The final highlight was when I went out with the girls and the guys. It was at Soga's, and I was dancing. A black girl started to shuffle up to me, and I was thinking dance battle, but Michelle D. gets the wrong idea and starts to dance with her. After that miscommunication, she comes back to me, dusts off my shoes, mockingly unzips my jeans and pretends to smoke my p*nis. At that point, I was thinking it's on. In the back of my mind, I was also thinking do I really want to have a c-walk battle with a black person. I understand the history behind the c-walk and the b-walk, and the gangs etc. So whether I do the c-walk properly or not, I don't intend to offend anyone or initiate any trouble, to me it's just a dance style/step, that's fun. At this point the adrenaline is just running through my body, and it was pretty quick, so I don't remember all the details.
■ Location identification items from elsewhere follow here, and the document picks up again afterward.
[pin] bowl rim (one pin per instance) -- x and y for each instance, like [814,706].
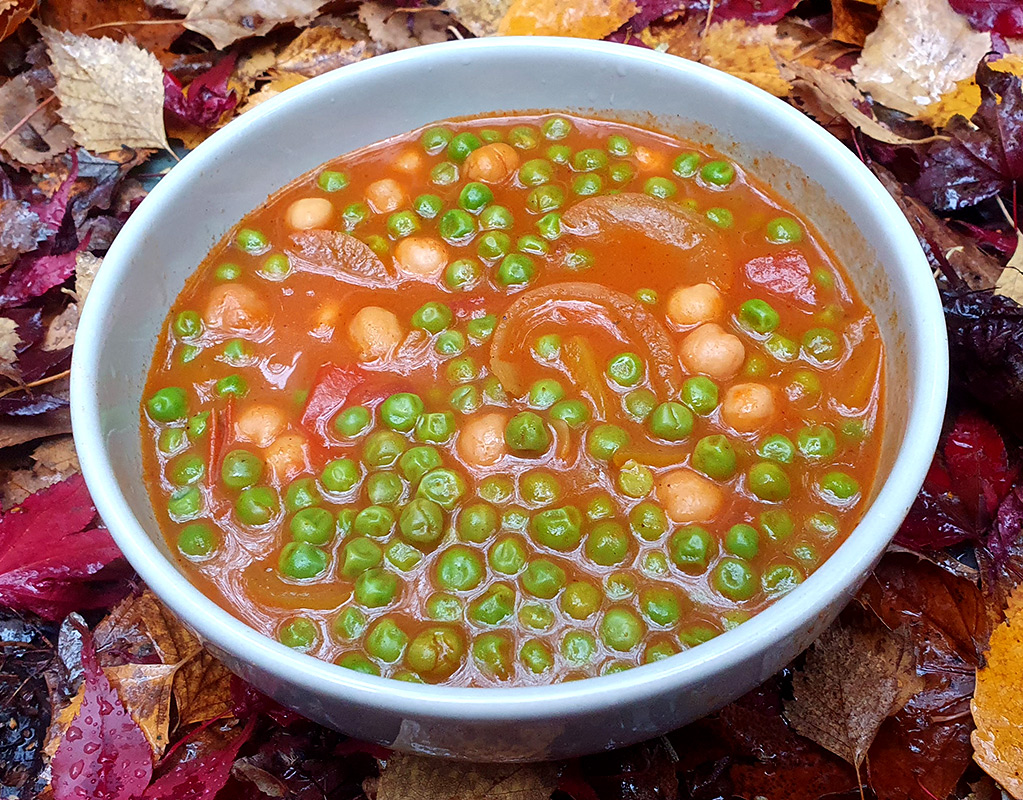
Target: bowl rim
[784,618]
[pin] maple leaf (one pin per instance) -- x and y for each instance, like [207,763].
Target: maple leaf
[853,678]
[103,754]
[984,154]
[919,51]
[51,551]
[414,778]
[112,93]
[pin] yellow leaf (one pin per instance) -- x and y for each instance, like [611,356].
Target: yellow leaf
[920,50]
[997,703]
[112,93]
[583,18]
[965,98]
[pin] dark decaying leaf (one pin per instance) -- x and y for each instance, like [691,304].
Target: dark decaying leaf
[53,558]
[103,754]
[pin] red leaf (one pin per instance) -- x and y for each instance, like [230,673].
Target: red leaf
[104,754]
[51,553]
[207,97]
[199,779]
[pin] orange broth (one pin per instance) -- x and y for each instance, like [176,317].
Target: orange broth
[579,502]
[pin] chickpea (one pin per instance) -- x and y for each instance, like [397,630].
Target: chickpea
[699,303]
[409,162]
[386,195]
[688,497]
[421,256]
[260,424]
[481,442]
[712,351]
[491,163]
[748,406]
[374,331]
[234,307]
[309,213]
[286,456]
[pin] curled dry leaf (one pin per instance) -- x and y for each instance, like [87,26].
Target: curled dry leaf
[854,677]
[921,49]
[112,93]
[413,778]
[997,703]
[584,18]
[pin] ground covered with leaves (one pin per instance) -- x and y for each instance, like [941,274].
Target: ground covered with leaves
[915,694]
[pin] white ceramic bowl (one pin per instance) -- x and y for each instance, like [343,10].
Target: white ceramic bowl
[237,168]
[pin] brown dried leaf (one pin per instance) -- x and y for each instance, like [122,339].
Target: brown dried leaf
[854,677]
[225,21]
[583,18]
[921,49]
[997,703]
[413,778]
[42,136]
[112,93]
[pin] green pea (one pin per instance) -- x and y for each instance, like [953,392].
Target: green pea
[436,653]
[606,440]
[352,421]
[821,345]
[608,543]
[700,394]
[461,144]
[816,443]
[341,475]
[168,404]
[838,488]
[580,600]
[735,579]
[302,561]
[435,139]
[686,164]
[784,230]
[433,317]
[462,274]
[417,461]
[578,648]
[560,529]
[495,606]
[648,521]
[635,480]
[252,241]
[456,226]
[299,633]
[671,420]
[768,482]
[428,206]
[197,540]
[776,524]
[691,548]
[375,588]
[776,448]
[443,486]
[507,556]
[718,173]
[350,624]
[358,556]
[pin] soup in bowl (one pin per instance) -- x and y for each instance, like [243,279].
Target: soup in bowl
[448,423]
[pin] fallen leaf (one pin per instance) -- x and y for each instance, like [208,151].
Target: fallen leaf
[40,136]
[103,753]
[225,21]
[583,19]
[414,778]
[920,50]
[112,93]
[853,678]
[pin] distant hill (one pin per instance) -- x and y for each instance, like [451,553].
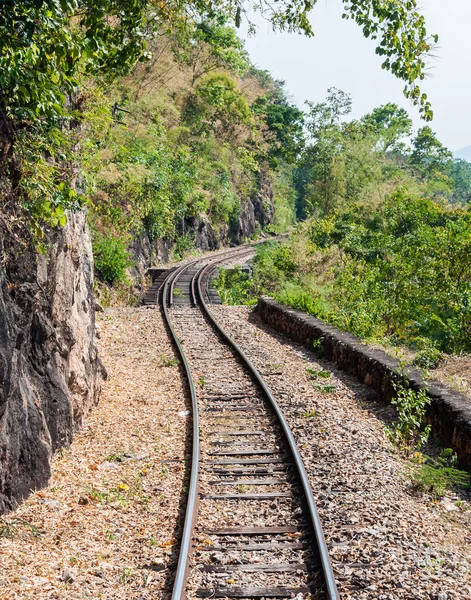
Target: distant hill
[464,153]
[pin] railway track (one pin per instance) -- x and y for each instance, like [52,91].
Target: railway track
[251,528]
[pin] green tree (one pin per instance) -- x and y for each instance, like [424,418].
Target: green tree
[460,173]
[282,125]
[390,123]
[213,46]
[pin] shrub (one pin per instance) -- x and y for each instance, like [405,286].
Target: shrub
[111,258]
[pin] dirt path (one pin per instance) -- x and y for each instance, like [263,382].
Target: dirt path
[106,525]
[104,528]
[387,542]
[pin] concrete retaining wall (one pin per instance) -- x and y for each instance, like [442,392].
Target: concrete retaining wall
[449,412]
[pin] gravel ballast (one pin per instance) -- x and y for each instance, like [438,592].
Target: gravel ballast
[386,540]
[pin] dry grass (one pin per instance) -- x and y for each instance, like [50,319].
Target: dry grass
[456,373]
[106,525]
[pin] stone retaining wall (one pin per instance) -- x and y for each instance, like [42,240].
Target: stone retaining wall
[449,412]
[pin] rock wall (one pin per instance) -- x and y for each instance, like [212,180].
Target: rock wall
[449,412]
[255,212]
[50,372]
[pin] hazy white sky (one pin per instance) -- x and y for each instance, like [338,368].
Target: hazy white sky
[339,56]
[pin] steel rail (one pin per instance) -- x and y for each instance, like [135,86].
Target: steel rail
[191,511]
[193,496]
[331,586]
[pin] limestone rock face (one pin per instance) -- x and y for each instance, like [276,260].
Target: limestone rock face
[49,368]
[256,211]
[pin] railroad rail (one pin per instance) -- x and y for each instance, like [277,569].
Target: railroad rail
[251,526]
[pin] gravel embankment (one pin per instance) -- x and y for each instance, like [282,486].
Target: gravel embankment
[387,541]
[105,526]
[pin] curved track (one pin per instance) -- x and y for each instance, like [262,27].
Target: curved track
[251,528]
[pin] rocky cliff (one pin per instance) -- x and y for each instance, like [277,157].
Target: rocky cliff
[49,368]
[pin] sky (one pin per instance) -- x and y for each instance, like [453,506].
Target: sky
[339,56]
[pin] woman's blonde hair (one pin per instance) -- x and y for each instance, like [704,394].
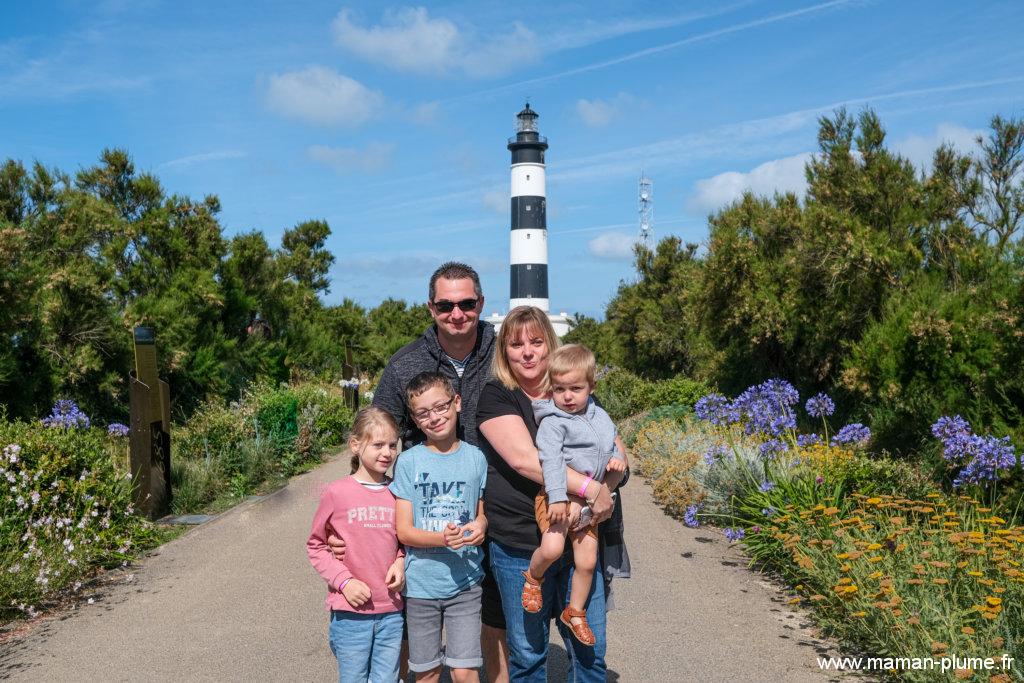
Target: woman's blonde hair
[366,421]
[519,318]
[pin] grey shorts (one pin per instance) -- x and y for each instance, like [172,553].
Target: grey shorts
[460,617]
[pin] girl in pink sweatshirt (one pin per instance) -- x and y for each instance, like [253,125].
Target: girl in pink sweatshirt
[365,590]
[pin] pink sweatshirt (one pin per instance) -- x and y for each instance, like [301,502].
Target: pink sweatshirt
[365,520]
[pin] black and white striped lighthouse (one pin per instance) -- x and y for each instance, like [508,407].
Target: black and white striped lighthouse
[529,223]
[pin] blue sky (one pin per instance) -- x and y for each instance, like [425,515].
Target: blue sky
[390,121]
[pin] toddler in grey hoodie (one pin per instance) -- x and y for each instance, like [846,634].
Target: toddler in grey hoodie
[573,432]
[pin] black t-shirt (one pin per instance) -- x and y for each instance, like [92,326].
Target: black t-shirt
[508,498]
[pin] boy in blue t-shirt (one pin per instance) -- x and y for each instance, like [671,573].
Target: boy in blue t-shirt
[438,486]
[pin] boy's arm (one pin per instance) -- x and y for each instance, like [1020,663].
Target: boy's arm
[550,436]
[332,569]
[477,528]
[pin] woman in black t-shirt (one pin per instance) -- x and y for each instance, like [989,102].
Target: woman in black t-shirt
[507,429]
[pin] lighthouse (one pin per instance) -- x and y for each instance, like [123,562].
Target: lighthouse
[528,240]
[528,252]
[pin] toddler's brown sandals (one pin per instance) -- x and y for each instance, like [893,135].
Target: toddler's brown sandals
[532,599]
[581,630]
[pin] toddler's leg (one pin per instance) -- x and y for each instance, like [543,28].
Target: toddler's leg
[552,545]
[585,561]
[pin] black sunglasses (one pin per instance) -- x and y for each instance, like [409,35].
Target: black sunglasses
[465,305]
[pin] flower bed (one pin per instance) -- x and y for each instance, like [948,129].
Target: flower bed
[886,557]
[66,510]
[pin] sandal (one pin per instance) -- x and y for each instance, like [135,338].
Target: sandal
[581,631]
[532,599]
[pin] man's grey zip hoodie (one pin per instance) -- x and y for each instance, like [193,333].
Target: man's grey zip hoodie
[423,354]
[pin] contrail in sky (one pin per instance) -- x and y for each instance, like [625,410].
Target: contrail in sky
[654,50]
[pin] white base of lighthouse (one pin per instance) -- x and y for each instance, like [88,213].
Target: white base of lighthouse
[562,323]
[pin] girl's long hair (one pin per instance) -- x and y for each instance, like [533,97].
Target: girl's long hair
[366,421]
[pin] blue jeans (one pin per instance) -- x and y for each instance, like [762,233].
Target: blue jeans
[527,634]
[367,646]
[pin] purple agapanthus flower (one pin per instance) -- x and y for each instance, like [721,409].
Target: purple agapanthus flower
[772,447]
[819,406]
[804,440]
[985,457]
[716,409]
[767,408]
[67,415]
[990,456]
[690,516]
[118,429]
[854,433]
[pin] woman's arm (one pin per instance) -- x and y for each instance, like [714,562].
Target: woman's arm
[510,438]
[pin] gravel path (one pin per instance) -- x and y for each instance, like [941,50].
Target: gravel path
[237,600]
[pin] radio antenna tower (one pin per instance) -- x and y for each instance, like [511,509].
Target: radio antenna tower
[645,203]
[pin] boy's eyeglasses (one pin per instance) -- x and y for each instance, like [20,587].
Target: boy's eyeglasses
[465,305]
[438,410]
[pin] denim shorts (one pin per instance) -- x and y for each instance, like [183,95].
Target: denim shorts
[460,617]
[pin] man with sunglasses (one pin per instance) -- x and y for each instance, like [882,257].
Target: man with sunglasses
[458,345]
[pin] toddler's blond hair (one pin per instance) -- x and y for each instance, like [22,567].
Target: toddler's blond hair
[571,357]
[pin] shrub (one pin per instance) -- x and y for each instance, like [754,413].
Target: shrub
[66,511]
[622,393]
[907,577]
[227,452]
[664,454]
[678,391]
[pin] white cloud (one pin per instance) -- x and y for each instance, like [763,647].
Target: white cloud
[921,148]
[192,160]
[778,175]
[375,157]
[410,40]
[497,201]
[323,96]
[617,246]
[598,113]
[426,114]
[786,175]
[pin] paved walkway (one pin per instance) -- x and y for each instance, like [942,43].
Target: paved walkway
[237,600]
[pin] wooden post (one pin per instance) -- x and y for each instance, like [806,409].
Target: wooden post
[350,372]
[150,437]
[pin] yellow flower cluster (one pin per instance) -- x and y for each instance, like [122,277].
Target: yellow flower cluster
[912,572]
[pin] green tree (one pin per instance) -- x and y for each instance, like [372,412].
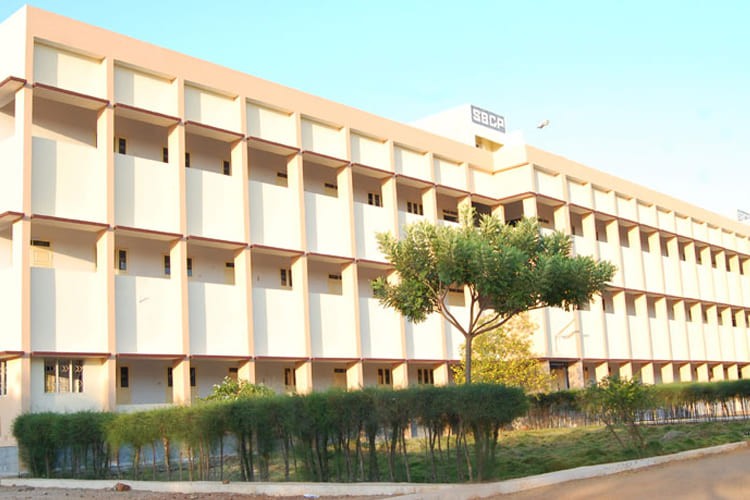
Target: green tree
[618,403]
[231,389]
[504,356]
[507,269]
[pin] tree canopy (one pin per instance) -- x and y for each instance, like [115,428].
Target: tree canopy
[506,269]
[504,356]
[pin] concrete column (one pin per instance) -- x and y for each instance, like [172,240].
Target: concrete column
[601,371]
[686,373]
[441,374]
[181,390]
[429,200]
[625,371]
[575,375]
[303,376]
[667,373]
[246,371]
[529,207]
[355,378]
[647,374]
[702,372]
[400,375]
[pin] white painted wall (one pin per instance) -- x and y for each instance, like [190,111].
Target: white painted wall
[411,163]
[12,36]
[214,205]
[323,139]
[371,152]
[278,323]
[274,222]
[64,321]
[218,319]
[209,108]
[145,91]
[327,228]
[449,173]
[332,330]
[94,387]
[11,179]
[271,125]
[10,305]
[380,330]
[67,181]
[146,195]
[148,315]
[68,70]
[368,221]
[424,340]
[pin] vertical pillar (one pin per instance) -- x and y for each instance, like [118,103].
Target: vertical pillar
[686,372]
[247,372]
[400,374]
[529,207]
[702,372]
[575,375]
[181,393]
[667,373]
[647,374]
[355,378]
[601,371]
[625,371]
[303,376]
[441,374]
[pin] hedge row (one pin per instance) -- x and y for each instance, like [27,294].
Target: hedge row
[327,436]
[688,400]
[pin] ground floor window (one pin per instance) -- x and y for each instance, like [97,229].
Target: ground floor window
[3,378]
[63,375]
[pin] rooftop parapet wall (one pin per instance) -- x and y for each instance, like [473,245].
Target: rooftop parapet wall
[75,35]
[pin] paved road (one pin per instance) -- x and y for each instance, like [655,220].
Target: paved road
[723,476]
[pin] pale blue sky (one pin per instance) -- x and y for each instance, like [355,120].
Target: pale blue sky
[657,92]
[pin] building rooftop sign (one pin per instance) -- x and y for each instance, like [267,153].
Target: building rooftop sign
[488,119]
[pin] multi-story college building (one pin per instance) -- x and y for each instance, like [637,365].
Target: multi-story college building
[166,222]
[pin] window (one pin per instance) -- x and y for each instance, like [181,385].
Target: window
[374,199]
[124,377]
[122,260]
[384,376]
[282,179]
[41,253]
[290,378]
[450,215]
[414,208]
[3,378]
[286,278]
[334,284]
[63,375]
[425,376]
[229,273]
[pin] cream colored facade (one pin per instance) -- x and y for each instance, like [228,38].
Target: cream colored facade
[165,222]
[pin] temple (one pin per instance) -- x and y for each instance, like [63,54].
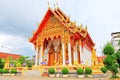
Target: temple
[59,41]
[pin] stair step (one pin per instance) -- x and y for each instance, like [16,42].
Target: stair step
[32,73]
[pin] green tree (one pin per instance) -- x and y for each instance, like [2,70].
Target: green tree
[1,63]
[22,59]
[110,60]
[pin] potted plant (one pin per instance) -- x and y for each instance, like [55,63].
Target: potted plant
[51,72]
[88,72]
[13,72]
[80,72]
[104,70]
[65,72]
[5,72]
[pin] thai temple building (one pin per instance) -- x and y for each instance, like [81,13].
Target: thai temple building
[59,41]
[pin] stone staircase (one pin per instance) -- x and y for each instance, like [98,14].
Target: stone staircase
[32,73]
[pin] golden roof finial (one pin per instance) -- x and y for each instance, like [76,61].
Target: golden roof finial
[48,4]
[56,4]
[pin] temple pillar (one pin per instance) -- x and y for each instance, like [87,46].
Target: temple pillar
[69,53]
[40,59]
[63,53]
[81,54]
[36,57]
[75,54]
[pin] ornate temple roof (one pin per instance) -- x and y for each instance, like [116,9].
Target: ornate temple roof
[77,31]
[5,55]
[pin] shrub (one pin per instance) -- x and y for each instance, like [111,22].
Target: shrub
[88,70]
[51,71]
[13,71]
[64,71]
[1,71]
[80,71]
[5,71]
[104,69]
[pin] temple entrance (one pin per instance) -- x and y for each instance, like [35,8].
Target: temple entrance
[51,54]
[54,48]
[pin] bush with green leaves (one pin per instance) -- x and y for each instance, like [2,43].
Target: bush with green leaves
[51,70]
[13,71]
[5,71]
[118,57]
[64,71]
[80,71]
[104,69]
[110,60]
[88,71]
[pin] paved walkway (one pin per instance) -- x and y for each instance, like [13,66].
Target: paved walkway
[44,78]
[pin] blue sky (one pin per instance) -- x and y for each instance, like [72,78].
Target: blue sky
[18,18]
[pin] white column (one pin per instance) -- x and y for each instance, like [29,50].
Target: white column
[69,53]
[40,59]
[36,57]
[63,53]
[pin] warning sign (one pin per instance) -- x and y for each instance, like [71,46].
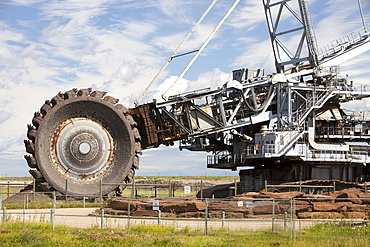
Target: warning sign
[156,205]
[187,189]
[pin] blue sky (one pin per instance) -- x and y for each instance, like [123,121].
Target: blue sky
[118,46]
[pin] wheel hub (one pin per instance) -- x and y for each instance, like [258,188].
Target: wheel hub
[82,149]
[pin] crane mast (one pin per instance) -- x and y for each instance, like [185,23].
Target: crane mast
[287,126]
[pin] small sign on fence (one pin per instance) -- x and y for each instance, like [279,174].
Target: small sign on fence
[187,189]
[156,205]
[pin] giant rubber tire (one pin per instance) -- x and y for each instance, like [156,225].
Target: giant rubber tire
[81,141]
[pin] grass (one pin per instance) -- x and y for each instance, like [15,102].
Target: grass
[41,234]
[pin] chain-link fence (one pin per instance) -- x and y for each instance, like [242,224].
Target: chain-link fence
[273,215]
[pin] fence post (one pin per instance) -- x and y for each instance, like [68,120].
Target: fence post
[54,200]
[265,185]
[285,220]
[102,219]
[159,217]
[334,186]
[155,188]
[4,214]
[34,190]
[273,216]
[8,190]
[66,190]
[133,194]
[236,187]
[293,218]
[201,189]
[169,188]
[206,219]
[25,203]
[101,189]
[128,213]
[52,218]
[223,218]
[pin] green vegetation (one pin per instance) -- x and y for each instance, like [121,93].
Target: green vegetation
[41,234]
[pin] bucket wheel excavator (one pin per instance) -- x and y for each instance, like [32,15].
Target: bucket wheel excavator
[287,126]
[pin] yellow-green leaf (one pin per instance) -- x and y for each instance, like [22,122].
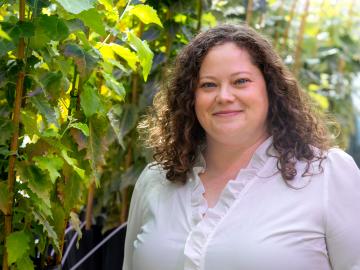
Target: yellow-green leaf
[4,35]
[17,245]
[321,100]
[313,87]
[130,57]
[146,14]
[144,52]
[51,164]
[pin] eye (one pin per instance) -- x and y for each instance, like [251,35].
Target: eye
[241,81]
[207,85]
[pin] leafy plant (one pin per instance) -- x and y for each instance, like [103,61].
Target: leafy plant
[65,69]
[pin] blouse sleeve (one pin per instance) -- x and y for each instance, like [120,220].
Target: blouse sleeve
[342,202]
[135,220]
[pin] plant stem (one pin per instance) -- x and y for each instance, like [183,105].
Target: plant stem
[300,38]
[89,205]
[14,140]
[291,16]
[249,11]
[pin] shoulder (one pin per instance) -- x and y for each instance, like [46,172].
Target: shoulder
[339,159]
[340,171]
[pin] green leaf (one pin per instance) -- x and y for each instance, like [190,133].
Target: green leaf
[26,29]
[48,28]
[321,100]
[36,181]
[28,119]
[25,263]
[73,192]
[45,109]
[90,101]
[97,145]
[144,52]
[6,128]
[17,245]
[39,204]
[81,126]
[4,196]
[47,228]
[77,6]
[73,163]
[93,20]
[84,62]
[50,163]
[59,218]
[146,14]
[4,35]
[53,83]
[124,122]
[6,46]
[130,57]
[114,85]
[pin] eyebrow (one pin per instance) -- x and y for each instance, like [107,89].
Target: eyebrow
[233,74]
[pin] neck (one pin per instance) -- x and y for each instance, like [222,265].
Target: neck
[229,159]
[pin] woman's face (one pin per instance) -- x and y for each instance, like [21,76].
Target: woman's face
[231,101]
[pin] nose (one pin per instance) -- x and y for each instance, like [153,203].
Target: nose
[225,94]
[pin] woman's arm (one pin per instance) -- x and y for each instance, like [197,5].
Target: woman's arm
[135,219]
[342,203]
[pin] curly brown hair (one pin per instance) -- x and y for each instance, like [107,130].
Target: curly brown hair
[174,133]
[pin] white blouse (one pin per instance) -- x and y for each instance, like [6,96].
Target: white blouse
[258,222]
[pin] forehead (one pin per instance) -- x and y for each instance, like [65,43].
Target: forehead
[226,57]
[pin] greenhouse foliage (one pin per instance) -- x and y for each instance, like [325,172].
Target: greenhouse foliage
[75,76]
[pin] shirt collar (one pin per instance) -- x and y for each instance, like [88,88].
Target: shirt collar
[257,161]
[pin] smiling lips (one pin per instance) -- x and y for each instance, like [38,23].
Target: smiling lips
[228,113]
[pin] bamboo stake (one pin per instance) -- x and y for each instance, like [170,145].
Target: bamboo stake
[15,138]
[300,38]
[249,11]
[342,63]
[199,15]
[276,34]
[291,16]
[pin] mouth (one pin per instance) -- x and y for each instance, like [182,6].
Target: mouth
[228,113]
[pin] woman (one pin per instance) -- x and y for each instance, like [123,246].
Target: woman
[244,176]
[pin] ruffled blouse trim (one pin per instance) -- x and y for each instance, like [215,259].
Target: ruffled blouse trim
[205,220]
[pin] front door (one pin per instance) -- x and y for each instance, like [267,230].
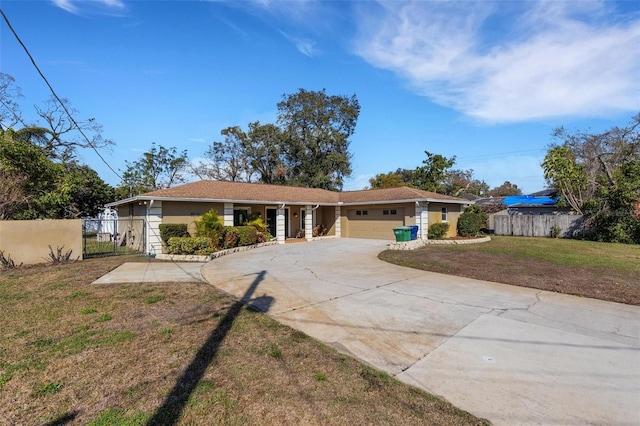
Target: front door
[272,217]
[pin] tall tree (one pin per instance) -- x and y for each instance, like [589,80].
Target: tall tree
[432,175]
[227,160]
[317,128]
[37,187]
[387,180]
[265,149]
[599,175]
[157,168]
[460,182]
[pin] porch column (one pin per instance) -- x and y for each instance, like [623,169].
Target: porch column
[154,219]
[228,214]
[280,224]
[308,222]
[422,220]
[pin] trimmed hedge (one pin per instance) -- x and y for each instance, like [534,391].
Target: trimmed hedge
[471,221]
[201,246]
[169,230]
[438,231]
[238,236]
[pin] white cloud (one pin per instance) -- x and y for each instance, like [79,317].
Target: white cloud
[545,59]
[305,46]
[77,6]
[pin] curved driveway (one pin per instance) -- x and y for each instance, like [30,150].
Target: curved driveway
[508,354]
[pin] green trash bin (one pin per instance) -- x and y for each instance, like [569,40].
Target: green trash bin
[403,233]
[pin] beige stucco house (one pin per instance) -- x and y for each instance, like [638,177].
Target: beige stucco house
[292,211]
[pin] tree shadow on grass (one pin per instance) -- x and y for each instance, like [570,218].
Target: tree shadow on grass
[176,400]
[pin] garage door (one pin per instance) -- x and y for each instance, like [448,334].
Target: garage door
[375,223]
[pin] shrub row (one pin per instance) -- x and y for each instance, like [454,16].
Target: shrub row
[230,237]
[201,246]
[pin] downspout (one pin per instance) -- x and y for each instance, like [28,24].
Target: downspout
[148,236]
[280,224]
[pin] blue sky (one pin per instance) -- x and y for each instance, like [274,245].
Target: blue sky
[485,81]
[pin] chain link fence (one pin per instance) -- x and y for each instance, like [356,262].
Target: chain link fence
[104,237]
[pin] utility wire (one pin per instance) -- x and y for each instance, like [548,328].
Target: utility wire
[55,95]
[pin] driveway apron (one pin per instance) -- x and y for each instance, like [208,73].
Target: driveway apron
[509,354]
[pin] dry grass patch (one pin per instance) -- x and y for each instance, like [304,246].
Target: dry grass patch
[603,271]
[133,354]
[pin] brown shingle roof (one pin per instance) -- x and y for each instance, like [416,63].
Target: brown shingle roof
[403,193]
[241,191]
[211,190]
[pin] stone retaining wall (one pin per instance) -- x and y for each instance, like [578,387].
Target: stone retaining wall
[414,244]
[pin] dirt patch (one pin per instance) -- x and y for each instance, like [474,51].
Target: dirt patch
[598,282]
[177,353]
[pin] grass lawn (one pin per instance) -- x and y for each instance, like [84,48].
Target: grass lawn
[584,268]
[174,353]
I do some of my steps, and she copies me, so I step it up to some side shuffling, and she does some heel-toe, which I copy, and then she touches me or something, and I moved her arms off me and then began to do the "terminator" which I learned at Davis...lol. At that point she didn't know what to do, and pretty much admitted defeat. I don't remember if I did any krumping movements with my arms, but I remember pretending to fart at her while dancing away and waving my hand behind my butt. She came up to me and popped my collar, and I shook her hand, and that was it. David B. gave me the thumbs up, and Crystal T. was yelling, "yaaay," and gave me a hug. It was intense, fun, and thoroughly enjoyable.

I miss Davis, and my friends there. I wish I had more time, and could catch up with people more. It was hard to be comfortable when I wasn't staying in my own apartment, but it was only for a night. I miss my own place in Davis. But I guess, it'll be that much harder to keep in touch when I'm in LA, and really catch up with people.